5. Assignment of contractual rights


- A transfer of contractual rights from the assignor to a third party, the assignee.
- E.g: An assignment of a hire purchase contract by X to Y to continue
with payment in exchange for possession of the car.

- Perkayuan OKS v Kelantan SEDC: Appellants entered into an agreement with


the respondents whereby the appellants were allowed to carry out logging in
a timber concession. The respondents then served a notice on the appellants
to terminate the agreement alleging that they had breached it by assigning the
main agreement to a third party without the respondents’ written consent.
Held: There was no breach of contractual rights as the contract between the
appellant and the third party was merely a sub-contract and not an assignment
of the main agreement.

6. Agency
- Where an agent is authorised to represent his principal in his dealings with a
third party.
- The legal relationship between an agent and a principal is an agency.
- E.g: Client (P) and lawyer (A), employer (P) and employee (A), house
owner (P) and housing agent (A), company (P) and director (A), car
dealer (P) and salesman (A)
- In a dealing, there are three parties involved:
- Principal, agent and third party.
- The principal and agent are in an employment contract where the terms of
appointment and authority have been set out.
- The agent is employed to sell the principal’s house.
- The agent made an agreement with the third party to sell the house at a certain
price.
- The agreement made by the agent binds the third party and the principal.
- The contract is enforceable by and against the principal.
- The contract has the same consequences as though the principal made
it.
Exemption clause
The doctrine of privity of contract cannot be overridden by an exemption clause.
- A third party is not entitled to rely on an exemption clause in a contract to which he is
not a party to.
- The principle of exemption clause only applies to benefit the parties to the contract.
- The protection under an exemption clause does not extend to third parties.

- Scrutton Ltd v Midland Silicones Ltd: Goods purchased by the respondent were
damaged by the negligence of the appellants. The appellants sought to take advantage
of certain provisions in the bill of lading made between the sellers of the goods and
the carrier, which would limit their liability in the event of loss, damage or delay. Held:
The appellant was a stranger to the contract, and thus could not take advantage of
the provisions of the contract even if the provision was intended to benefit him.

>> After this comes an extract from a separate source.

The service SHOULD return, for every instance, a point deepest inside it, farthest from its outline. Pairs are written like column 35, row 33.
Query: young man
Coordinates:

- Sime Darby Ltd v Port Swettenham Authority: The plaintiff claimed damages arising
from the defendants’ failure to deliver some cases of whisky, which were lost during
carriage from the ship to the defendants’ wharf. The defendants argued that they had
accepted the goods subject to the terms and conditions of the bills of lading which
included an exemption clause excluding them from liability to the plaintiff. Held: The
defendants who were not a party to the bill of lading could not rely on any clause in
the bill of lading.
Collateral contracts
A third party can be sued for the breach of a collateral contract.
- Shanklin Pier Ltd v Detel Products Ltd: Shanklin Pier Ltd hired a contractor to paint its
pier. They spoke to a third party, Detel Products Ltd, about whether a particular paint
was suitable to be used, and Detel assured them that it was, and that it would last for
at least seven years. On the basis of this conversation Shanklin Pier Ltd instructed the
contractors to use a particular paint, which they did. The paint started to peel after
three months, and Shanklin Pier sued Detel Products for breach of warranty. Held:
Where an oral assurance or statement is made by a third party and was relied upon
by X when he entered into an agreement with Y, and the statement is untrue, X can
sue the third party for breach of collateral contract and damages even though there
was no contractual relationship between them.